Fast forward to last week, when the World Series ended and Alex Rodriguez was reinstated after serving a 162 game (full season) suspension. Almost instantaneously, people began to reference the infamous Jeter commercial, and “Bald Vinny,” a Yankees fan famous for his hilarious ramblings and entrepreneurial pursuits, released these #FORG1V3 shirts. Obviously this is just a tongue-and-cheek response to the overblown Jeter coverage, but it does raise an interesting question: Is what Alex Rodriguez did forgivable? Was his involvement with Biogenesis and performance enhancing drugs bad enough to make him one of the most disliked athletes in the country?
When Rodriguez entered Major League Baseball in 1994, there were no official policies regarding testing for performance enhancing drugs. In the context of steroids, baseball operated in a way similar to the Hobbesian state of nature. Hobbes argues that with equality of ability “ariseth equality of hope in the attaining of our ends.” For professional baseball players in the 1990s and early 2000s, using steroids were a way of attaining those ends. Steroids made players stronger and faster, which in turn led to more playing time and bigger contracts. As long as there was no testing, every player had a strong monetary incentive to use performance enhancing drugs. Players were constantly in competition with each other for resources, just as Hobbes describes when talking about his state of nature, and those who did not use steroids were not protecting themselves from losing those resources to another player. Obviously players were not actively looking to harm one another in the way that Hobbes describes, but they were doing whatever was in their power to help their own causes.
In 2009, it was reported that Rodriguez was one of 104 players who tested positive for steroids on a drug test conducted in 2003. Since the test was administered the year before testing became mandatory, he received no penalty. In wake of the test, he admitted to using performance enhancing drugs early in his career, but never after 2004, when the testing became mandatory. Had he actually stopped using the drugs then, I would be able to #FORG1V3. He was using them to compete with numerous other players who were doing the same things, trying to protect his position and property in accordance with Hobbes’s state of nature. However, he did not stop then, as he was suspended in 2013 for his connections to Biogenesis, and recently admitted that he used performance enhancing drugs that they provided him.

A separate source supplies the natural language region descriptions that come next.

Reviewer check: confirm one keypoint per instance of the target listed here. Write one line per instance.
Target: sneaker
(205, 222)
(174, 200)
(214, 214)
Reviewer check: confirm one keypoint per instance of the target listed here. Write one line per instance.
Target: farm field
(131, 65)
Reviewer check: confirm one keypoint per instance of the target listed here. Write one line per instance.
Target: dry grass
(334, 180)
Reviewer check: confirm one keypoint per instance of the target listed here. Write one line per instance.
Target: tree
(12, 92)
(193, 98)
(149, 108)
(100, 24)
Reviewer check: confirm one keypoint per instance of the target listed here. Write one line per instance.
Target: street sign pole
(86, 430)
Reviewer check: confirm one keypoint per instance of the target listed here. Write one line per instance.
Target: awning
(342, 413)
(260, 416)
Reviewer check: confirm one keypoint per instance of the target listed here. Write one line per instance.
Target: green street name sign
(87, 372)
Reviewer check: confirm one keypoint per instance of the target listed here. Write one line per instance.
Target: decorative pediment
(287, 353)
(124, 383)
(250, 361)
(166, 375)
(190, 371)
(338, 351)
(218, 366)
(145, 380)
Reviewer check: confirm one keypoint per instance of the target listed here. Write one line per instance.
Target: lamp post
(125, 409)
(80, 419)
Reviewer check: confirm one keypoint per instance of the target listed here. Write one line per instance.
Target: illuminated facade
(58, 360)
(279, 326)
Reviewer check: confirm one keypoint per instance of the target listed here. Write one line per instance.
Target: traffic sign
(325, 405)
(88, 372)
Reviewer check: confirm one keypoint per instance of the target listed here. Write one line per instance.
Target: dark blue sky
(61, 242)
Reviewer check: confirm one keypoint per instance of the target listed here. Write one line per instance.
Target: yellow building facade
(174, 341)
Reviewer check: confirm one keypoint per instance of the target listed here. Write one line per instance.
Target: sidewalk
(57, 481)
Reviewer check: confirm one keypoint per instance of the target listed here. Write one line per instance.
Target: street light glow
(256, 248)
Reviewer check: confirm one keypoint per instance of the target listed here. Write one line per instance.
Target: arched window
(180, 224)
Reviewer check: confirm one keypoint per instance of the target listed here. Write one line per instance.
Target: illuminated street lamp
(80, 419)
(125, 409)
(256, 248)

The mandatory testing in 2004 emerged out of a 2002 agreement between the Players Association and owners to try to curb steroid abuse. In a Hobbesian sense, this agreement can be seen as a covenant among players. As a group, they gave up their right to use performance enhancing drugs, ensuring that no one would gain an unfair advantage. Major League Baseball acted as the commonwealth, providing punishment for positive tests to encourage players to stay clean. When Rodriguez began using steroids again in 2010, the post-covenant era, he betrayed the trust of his fellow players and attempted to take advantage of them. By violating his covenant with those in his community, he tried to promote the “successful wickedness” that Hobbes warns about, and for that reason, I will not be able to #FORG1V3.
While I do think that Rodriguez’s actions are unforgivable, I still do not understand why he has become the most vilified baseball player in recent memory. Plenty of other players used steroids after 2003, and none of them have been subject to the hatred that Rodriguez has. In fact, people hardly remember other players who tested positive. He became the scapegoat for all users, and was the only player to be suspended for an entire season for the Biogenisis scandal. Major League Baseball (the commonwealth) was right in punishing him, but did not necessarily act justly.